Key Caveats Suggest Limited Scope

It’s important to note that the orders contain language that these directives shall be carried out “to the extent practicable, relevant, appropriate, and consistent with the law”. This suggests that the USDOT’s General Counsel was given the opportunity to review the order to ensure it complies with existing statutes, and that the Trump Administration is learning from early stumbles with Executive Orders that were rushed out the door.

Of course, Rail Passengers understands that Secretary Duffy and the USDOT will have discretion in administering grants. This is the nature of “discretionary grants”, and anyone who thinks professional DOT staff ought to act as a horde of grant application-sorting robots is fooling themselves.

However, Congress was clear in establishing the metrics for evaluating grant applications in the IIJA. To the extent that the USDOT is complying with the law—which the order takes care to say it will—these new directives would presumably serve as nothing more than a tiebreaker for otherwise equally ranked applications.

Secretary Duffy also seems unsure whether he wants a complete overhaul of USDOT programs or the speedy advancement of infrastructure projects. The order calls on USDOT administrative offices to “update and revise all NOFOs, grant agreements, loan agreements, and other program documents” and review “existing grant agreements, loan agreements, and contracts”. However, Secretary Duffy also says his order “should be implemented in a simple, transparent manner that avoids adding unnecessary procedural or regulatory steps or causing undue delay.” There is an obvious contradiction between these two directives, and we can only speculate as to which will win out.

In closing, it’s worth highlighting the following passage from Rail Passengers’ President and CEO Jim Mathews’ letter to President Trump in the wake of his first executive order freezing grant disbursements:

“These rail projects have been thoroughly vetted by career Department of Transportation staff and enjoy broad support from Members of Congress from both parties.

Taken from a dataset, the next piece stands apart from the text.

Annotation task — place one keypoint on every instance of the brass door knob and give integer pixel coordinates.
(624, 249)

“In tracking the implementation of the IIJA, Rail Passengers has identified more than $28.6 billion in discretionary intercity passenger rail grants issued by the USDOT across 158 passenger rail projects. These grants are located in almost every state in the nation, from Florida to Alaska. They will benefit millions of Americans, in big cities and small towns, urban neighborhoods and rural communities, Red States and Blue.

“The vast majority of the rail projects in question required state and local governments to provide local funding matches to secure these grants. Delaying disbursements will not only endanger tens of thousands of construction jobs, it will introduce costly delays, which will likely be borne by local governments.”